If you try to boot a moved clone of 2K/XP without editing the boot.ini file then it would appear like you were indeed booting into the clone when in fact you were actually booting into the parent that the boot.ini was still pointing to. The same happens with a clone of Vista if the BCD file is not altered correctly. It will look like you have successfully booted the clone when in fact it will be the parent install of Vista that will be booted. Look in Disk Management and you will see the real System and Boot partitions. Hiding the parent when booting the clone does not help as the parent will still be targeted. You will then get an Autochk Program not Found or a blue screen error part way into the attempted boot of the hidden Vista. If the Disk Management utility shows the system and boot partitions as expected, but the drive letter as seen from inside the new clone is not the same as it is inside the parent, then you have cross-linked OSes. Move some icons on the desktop and then boot into the parent, if the changes are there as well then you know you have a problem.
If you make a complete sector-by-sector clone of a drive containing Vista then you will duplicate the disk signature and the partition offset and so you will not have to modify the BCD to get Vista booting, because it will already contain the correct information.
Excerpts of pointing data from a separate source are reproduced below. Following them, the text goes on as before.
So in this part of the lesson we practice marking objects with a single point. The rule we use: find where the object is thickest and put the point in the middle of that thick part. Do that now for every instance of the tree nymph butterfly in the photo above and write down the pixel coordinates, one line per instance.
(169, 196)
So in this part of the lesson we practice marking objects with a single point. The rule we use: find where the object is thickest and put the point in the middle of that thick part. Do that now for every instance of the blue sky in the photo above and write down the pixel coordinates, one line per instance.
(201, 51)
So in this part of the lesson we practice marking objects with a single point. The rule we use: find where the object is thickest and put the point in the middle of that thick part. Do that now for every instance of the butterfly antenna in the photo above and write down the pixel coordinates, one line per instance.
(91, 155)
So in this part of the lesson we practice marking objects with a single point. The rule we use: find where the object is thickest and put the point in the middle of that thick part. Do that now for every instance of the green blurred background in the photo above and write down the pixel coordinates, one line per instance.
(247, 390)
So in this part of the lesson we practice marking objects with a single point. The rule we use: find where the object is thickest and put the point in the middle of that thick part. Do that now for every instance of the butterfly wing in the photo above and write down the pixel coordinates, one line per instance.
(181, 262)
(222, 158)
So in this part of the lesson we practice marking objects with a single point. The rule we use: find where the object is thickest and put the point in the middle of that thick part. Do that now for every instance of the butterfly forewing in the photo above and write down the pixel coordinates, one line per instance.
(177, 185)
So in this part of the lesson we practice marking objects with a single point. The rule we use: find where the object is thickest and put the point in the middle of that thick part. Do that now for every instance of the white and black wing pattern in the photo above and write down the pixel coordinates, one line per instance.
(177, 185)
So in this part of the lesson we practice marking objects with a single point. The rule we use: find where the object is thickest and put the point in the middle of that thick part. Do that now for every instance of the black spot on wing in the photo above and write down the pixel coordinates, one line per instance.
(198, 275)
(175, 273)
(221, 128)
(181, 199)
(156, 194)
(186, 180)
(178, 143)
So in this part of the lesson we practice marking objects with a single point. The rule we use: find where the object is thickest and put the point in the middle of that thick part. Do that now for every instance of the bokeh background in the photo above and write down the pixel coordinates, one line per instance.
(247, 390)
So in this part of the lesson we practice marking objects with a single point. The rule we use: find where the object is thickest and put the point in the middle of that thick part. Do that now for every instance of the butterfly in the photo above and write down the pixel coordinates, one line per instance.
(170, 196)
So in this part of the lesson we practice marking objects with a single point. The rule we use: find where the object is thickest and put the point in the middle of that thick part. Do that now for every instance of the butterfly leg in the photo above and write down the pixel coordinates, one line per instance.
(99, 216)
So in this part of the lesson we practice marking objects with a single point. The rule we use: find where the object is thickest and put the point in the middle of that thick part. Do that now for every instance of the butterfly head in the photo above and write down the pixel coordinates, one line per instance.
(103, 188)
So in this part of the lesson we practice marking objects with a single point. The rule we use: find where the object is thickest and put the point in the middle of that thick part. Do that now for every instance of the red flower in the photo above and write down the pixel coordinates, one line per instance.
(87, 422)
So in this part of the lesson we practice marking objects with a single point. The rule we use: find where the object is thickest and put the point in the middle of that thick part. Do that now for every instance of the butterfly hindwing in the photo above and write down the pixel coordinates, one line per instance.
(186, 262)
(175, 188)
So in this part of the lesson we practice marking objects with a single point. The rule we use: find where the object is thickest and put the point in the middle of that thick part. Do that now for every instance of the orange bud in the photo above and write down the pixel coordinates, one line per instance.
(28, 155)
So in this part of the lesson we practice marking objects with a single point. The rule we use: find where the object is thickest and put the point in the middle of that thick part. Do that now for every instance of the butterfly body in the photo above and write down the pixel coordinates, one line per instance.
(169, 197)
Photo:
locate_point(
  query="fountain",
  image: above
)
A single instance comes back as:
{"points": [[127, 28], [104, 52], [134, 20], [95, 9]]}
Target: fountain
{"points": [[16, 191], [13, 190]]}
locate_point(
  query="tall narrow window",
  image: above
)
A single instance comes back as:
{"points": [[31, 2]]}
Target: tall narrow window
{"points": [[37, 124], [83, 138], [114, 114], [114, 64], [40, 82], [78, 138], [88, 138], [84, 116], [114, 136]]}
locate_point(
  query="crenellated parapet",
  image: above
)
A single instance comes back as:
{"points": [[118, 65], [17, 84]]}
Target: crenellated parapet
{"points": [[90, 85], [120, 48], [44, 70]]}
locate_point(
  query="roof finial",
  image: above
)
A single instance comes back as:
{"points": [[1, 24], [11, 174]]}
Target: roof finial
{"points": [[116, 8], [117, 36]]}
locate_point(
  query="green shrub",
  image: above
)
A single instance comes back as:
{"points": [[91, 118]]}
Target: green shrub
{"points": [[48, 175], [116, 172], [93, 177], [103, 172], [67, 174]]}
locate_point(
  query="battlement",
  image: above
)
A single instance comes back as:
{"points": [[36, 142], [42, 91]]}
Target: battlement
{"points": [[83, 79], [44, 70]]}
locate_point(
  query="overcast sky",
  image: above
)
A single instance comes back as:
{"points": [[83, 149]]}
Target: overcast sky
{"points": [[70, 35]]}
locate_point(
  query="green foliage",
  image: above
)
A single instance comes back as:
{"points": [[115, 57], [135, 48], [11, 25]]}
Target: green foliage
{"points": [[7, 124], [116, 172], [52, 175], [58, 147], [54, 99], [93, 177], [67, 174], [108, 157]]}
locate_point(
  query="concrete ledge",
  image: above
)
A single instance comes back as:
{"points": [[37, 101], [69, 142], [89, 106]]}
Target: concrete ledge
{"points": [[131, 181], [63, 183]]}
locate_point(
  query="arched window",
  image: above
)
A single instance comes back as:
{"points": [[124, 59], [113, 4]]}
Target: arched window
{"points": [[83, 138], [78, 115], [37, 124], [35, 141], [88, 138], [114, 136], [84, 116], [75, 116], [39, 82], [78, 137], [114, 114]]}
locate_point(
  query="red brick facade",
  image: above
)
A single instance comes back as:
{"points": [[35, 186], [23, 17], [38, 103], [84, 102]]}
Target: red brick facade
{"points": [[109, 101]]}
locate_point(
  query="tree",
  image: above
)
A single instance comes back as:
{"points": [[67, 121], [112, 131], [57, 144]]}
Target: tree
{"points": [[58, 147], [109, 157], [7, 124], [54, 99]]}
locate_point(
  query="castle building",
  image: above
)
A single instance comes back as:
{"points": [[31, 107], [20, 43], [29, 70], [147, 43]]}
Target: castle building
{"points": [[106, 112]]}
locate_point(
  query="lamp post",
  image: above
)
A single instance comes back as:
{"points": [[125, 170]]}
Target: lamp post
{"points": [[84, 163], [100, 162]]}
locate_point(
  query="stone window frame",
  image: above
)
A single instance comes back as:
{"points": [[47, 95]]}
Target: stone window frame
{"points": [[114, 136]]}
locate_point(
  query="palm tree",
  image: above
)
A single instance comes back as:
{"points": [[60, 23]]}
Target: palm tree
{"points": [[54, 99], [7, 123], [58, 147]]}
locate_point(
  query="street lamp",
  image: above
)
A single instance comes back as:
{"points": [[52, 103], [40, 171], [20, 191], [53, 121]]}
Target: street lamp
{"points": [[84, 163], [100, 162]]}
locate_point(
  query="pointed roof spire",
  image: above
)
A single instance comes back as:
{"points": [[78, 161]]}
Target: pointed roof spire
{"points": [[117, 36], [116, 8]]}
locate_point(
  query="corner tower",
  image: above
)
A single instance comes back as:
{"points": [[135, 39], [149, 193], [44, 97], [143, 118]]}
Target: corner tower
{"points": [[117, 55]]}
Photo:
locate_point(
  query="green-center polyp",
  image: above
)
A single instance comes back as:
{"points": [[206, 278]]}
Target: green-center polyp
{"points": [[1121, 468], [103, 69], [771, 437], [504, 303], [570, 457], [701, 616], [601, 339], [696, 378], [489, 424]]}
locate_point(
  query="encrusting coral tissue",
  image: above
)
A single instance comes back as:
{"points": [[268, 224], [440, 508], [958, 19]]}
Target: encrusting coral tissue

Be aware however that you cannot have two hard drives on the same computer with identical disk signatures. If you boot any WinNT operating system when there are two drives with the same signature then one of the signatures will be automatically changed. If you do clone a Vista drive in this way and need both drives connected at the same time then generalizing the BCD before cloning, or re-specializing or generalizing the BCD on the affected drive, will fix the problem. This has always been an issue when cloning entire hard drives containing WinNT, but before Vista a signature change could in many cases not cause an issue and so may have went unnoticed.
If you do have a problem with a clone assigning itself the wrong drive letter then you will still be able to boot Vista by clicking through various dll errors and eventually get to a limited desktop, or in some cases just to a completely blank light blue screen. In previous WinNT recovering the OS from this situation could be difficult, but in Vista it is relatively easy and can be done from the loaded desktop. All you have to do is change the drive letter to what it needs to be. Once you reach the limited desktop press Ctrl+Shift+Esc or Ctrl+Alt+Del to open Task Manager and then click 'new task...' and run compmgmt.msc and once the console opens select Disk Management from the list of utilities and then determine what drive letter has been assigned to your clone. Then 'new task ...' again and this time run regedit and navigate to the key described in the screenshot below. Right click on the \DosDevices\ entry that has the letter currently assigned to the clone and choose 'rename' and change the letter to the one the parent sees itself as when you are booted into it. If your clone's registry already has that letter assigned to another DosDevices entry you will need to change that one first to free up the required letter. You can make it anything for now as you can change it again later in Disk Management.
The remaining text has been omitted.